Maurice ran a draper’s shop in town, which she visited every few weeks. She always phoned first, saying: “Maurice, I need some marchandise . I’m coming to see you.”
He would be waiting in the doorway for her to arrive. A short man, bald but for a few tufts around the ears, with a lumpy red nose over a pencil moustache. The shop window bore the name “Beernaerts Textiles” elegantly scripted in white paint.
“Getting himself worked up for one of his Italian welcomes, no doubt,” the grandmother would hiss between her teeth as we rounded the corner.
She was seldom mistaken. As soon as he spotted us Maurice rushed forward, flapping his arms and rubbing his hands together. He seized the grandmother’s shoulders and kissed her loudly three times.
“Whenever Andrea calls,” he rejoiced, “it makes my day.”
“That will do, Maurice.” She glanced round to make sure there weren’t too many people watching. “I’m not the Queen you know.”
*
The air in the shop smelled dry. Rolls of cloth were suspended row upon row from tall racks. The floor was strewn with multicoloured pieces of thread, and the strip-lights humming on the ceiling cast a cold white glow over the fabrics.
“Come now, fellows,” Maurice cried, “this floor needs sweeping. It’s a right mess.”
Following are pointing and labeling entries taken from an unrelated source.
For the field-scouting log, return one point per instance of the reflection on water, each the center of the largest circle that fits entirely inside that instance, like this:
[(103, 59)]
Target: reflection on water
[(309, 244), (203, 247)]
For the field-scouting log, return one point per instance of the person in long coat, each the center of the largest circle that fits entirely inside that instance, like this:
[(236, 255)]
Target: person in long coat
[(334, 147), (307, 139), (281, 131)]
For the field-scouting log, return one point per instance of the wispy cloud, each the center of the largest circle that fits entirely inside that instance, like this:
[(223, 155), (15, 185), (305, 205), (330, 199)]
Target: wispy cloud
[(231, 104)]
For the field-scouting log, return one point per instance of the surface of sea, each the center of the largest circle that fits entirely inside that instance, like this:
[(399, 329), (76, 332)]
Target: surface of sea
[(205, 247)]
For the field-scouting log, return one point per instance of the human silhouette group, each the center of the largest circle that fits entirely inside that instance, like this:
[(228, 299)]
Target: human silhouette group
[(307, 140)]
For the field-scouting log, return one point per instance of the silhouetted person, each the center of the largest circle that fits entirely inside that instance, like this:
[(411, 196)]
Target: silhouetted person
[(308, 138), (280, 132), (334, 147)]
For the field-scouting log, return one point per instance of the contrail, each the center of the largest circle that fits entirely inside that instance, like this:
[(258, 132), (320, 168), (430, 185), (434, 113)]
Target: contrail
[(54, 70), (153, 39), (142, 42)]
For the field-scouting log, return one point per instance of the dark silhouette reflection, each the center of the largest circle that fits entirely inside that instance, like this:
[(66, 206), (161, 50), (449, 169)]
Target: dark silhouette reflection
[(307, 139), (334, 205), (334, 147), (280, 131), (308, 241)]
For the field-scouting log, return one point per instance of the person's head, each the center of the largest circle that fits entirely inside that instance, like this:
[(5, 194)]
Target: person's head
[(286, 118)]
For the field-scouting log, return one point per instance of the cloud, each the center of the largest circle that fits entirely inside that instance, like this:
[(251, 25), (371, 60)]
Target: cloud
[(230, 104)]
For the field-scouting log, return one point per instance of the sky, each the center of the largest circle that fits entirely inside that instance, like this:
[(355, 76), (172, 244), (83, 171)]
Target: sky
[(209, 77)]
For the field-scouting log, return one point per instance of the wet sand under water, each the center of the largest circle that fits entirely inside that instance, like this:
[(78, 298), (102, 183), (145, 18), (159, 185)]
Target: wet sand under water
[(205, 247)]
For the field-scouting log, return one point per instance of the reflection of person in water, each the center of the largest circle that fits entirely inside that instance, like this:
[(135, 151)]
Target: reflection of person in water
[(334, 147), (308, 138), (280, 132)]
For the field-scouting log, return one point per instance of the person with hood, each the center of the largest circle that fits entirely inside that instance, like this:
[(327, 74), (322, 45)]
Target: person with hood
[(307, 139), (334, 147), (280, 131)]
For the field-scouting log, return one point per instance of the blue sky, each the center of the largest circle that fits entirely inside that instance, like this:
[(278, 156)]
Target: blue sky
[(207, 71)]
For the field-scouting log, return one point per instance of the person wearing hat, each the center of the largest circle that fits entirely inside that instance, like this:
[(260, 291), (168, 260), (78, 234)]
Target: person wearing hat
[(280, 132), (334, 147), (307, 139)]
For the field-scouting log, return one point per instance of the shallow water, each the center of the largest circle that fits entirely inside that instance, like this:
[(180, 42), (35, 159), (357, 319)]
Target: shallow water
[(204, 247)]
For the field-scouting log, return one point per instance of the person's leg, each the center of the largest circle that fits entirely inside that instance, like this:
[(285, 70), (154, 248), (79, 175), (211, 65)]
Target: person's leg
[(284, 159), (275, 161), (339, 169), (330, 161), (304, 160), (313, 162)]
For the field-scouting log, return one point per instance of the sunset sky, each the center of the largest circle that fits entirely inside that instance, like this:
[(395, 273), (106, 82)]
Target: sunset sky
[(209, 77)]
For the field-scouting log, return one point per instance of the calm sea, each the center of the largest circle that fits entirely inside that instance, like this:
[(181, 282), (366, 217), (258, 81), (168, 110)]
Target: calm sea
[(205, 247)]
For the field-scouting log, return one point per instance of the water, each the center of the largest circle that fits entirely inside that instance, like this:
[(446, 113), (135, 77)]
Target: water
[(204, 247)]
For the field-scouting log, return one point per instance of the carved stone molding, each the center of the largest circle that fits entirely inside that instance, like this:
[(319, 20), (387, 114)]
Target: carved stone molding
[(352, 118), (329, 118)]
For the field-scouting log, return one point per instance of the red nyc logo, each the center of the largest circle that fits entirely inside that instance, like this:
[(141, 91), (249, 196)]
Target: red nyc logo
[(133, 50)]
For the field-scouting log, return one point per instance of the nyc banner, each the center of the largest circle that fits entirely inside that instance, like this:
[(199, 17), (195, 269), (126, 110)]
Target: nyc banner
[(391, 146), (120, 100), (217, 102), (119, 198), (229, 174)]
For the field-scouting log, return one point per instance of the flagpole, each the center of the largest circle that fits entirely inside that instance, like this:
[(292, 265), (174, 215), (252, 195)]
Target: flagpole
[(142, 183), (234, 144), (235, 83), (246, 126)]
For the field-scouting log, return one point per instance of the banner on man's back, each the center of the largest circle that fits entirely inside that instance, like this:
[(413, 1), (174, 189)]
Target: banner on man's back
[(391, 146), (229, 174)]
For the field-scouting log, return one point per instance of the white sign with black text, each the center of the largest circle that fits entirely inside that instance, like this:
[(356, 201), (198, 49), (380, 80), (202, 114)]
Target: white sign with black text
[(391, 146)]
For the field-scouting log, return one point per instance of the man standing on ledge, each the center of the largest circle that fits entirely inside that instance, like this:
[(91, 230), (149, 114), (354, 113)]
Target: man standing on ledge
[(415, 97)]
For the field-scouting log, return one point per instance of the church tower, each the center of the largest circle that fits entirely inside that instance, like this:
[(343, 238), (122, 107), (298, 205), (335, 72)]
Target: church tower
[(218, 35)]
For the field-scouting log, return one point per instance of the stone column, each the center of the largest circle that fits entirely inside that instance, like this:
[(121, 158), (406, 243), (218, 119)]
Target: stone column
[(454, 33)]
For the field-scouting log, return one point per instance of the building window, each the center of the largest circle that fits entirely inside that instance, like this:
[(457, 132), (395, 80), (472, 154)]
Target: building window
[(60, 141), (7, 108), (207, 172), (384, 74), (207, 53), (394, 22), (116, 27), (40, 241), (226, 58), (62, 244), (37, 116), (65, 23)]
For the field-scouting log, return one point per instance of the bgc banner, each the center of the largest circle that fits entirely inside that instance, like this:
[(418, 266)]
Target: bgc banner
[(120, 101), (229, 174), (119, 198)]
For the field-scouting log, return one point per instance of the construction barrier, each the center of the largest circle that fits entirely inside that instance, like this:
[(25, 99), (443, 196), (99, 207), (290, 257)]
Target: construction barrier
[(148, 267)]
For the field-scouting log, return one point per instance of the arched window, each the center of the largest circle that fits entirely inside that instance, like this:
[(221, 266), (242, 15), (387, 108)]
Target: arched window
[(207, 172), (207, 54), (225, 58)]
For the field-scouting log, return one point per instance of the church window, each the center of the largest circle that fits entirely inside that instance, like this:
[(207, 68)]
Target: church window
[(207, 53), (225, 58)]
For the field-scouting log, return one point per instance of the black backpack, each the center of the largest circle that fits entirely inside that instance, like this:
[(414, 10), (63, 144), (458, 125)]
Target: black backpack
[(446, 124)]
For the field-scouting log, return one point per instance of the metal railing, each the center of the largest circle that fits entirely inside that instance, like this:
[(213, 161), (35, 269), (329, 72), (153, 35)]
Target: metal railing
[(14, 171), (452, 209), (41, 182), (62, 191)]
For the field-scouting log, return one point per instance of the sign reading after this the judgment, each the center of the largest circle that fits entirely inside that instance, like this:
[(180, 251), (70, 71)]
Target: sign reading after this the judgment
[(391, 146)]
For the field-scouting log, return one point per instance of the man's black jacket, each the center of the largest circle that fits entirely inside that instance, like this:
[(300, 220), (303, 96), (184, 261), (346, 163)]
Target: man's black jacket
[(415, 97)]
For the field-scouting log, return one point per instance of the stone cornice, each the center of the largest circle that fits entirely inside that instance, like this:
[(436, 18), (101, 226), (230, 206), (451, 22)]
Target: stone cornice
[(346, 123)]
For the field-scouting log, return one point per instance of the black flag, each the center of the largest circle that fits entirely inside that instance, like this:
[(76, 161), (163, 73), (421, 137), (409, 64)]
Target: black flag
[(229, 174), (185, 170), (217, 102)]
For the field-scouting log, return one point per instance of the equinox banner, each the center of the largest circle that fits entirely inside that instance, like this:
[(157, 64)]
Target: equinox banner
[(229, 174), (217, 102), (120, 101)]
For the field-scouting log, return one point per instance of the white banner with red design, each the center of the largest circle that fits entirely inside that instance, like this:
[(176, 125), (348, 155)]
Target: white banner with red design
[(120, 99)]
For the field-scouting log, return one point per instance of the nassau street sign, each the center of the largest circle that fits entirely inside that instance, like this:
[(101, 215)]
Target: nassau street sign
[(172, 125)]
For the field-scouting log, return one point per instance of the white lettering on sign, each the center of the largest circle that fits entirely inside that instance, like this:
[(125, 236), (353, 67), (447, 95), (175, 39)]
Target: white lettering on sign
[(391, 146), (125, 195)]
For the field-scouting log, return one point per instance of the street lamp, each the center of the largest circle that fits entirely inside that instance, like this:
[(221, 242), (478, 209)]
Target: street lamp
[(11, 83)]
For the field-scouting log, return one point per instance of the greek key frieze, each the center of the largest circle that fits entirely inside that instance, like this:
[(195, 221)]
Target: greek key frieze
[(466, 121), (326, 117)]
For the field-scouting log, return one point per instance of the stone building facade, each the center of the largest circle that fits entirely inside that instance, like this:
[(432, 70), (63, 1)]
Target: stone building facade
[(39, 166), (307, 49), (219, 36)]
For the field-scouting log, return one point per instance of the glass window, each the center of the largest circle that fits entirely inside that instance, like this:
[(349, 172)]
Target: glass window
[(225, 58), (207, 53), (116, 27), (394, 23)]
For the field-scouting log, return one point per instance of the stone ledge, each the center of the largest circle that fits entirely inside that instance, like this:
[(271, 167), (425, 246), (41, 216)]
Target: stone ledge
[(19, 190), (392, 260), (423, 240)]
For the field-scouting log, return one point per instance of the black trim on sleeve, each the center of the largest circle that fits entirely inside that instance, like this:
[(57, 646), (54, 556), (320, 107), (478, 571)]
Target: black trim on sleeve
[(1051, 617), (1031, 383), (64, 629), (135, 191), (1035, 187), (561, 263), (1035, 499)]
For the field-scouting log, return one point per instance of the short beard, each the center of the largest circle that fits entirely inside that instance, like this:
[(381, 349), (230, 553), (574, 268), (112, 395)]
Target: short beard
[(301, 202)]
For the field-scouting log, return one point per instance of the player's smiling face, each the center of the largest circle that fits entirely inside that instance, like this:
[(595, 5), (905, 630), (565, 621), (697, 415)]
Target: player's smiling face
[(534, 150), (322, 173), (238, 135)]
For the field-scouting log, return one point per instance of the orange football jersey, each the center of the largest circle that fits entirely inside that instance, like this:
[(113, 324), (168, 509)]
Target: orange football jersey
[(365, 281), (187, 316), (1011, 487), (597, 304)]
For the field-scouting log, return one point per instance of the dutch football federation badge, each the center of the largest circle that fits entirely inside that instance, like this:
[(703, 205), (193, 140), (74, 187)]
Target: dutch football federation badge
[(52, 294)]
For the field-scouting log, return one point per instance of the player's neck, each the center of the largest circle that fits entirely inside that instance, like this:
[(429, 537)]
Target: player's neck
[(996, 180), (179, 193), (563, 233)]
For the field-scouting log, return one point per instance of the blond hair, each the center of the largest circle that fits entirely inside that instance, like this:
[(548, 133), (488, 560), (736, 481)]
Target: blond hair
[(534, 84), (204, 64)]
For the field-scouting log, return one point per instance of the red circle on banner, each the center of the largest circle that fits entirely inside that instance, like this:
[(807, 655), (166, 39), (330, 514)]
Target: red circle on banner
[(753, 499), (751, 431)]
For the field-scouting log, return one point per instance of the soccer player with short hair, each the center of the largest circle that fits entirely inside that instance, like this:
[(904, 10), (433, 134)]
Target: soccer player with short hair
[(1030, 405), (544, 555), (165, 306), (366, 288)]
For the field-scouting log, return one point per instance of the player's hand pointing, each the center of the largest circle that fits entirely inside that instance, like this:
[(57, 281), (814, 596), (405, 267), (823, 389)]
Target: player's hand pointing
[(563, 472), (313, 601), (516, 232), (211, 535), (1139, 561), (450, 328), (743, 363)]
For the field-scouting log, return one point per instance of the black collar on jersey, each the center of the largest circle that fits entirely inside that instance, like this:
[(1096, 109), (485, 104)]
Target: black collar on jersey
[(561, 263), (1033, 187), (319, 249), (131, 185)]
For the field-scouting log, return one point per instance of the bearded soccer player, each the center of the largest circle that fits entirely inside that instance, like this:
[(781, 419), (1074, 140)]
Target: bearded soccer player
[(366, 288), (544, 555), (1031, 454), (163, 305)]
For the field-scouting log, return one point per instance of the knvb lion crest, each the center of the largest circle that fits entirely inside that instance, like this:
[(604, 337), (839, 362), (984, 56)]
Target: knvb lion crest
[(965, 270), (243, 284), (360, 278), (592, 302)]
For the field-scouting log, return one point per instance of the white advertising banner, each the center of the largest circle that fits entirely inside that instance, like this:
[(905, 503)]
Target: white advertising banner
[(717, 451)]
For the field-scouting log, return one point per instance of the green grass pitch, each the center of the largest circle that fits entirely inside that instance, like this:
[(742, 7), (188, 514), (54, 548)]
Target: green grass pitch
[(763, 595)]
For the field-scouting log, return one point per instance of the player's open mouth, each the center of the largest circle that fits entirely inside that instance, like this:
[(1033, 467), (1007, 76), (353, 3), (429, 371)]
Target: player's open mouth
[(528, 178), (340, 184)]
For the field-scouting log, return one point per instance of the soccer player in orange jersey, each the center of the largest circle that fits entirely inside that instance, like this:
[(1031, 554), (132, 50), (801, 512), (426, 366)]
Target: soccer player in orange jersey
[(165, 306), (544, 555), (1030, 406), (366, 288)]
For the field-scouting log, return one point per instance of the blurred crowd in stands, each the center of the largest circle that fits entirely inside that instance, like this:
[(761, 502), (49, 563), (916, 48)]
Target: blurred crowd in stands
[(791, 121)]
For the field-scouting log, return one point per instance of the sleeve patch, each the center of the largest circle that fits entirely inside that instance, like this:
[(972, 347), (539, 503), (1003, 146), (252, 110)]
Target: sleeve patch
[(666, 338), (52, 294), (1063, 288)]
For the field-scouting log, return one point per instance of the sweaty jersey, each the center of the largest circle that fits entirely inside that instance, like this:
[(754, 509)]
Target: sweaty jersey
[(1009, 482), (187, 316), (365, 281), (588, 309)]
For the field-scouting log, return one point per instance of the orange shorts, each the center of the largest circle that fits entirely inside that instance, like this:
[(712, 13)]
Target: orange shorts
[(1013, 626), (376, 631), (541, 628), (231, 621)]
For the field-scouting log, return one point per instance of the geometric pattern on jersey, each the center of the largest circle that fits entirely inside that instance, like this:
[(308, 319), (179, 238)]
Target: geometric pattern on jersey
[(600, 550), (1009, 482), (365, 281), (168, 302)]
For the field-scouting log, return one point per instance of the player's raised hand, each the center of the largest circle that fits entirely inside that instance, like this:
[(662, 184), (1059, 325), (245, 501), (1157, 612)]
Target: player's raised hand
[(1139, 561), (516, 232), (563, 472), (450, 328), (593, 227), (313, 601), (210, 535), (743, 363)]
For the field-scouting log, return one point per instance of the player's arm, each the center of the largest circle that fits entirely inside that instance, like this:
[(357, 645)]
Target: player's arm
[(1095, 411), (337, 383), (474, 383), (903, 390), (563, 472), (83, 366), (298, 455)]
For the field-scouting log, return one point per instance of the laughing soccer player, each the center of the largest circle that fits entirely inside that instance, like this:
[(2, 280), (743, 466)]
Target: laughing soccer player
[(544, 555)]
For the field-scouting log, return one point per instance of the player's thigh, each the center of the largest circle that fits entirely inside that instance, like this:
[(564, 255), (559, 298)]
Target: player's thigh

At this, several pallid assistants in grey dust-coats emerged from behind the racks, pushing wide mops that trailed beards of fluff across the floor without a sound. Sometimes I noticed them huddling together behind the racks. I could hear them sniggering at “Mijnheer” Maurice’s affectations. They wore soft slippers. They padded about the shop like cats on velvet paws.
*
“I have received a bolt of serge,” Maurice crowed, “Andrea my dear, it is good enough to eat. Such quality!” His fingers fluttered, fan-like, around his ears.
“It’s not quite what I had in mind. I’m looking for something different. What else have you got?”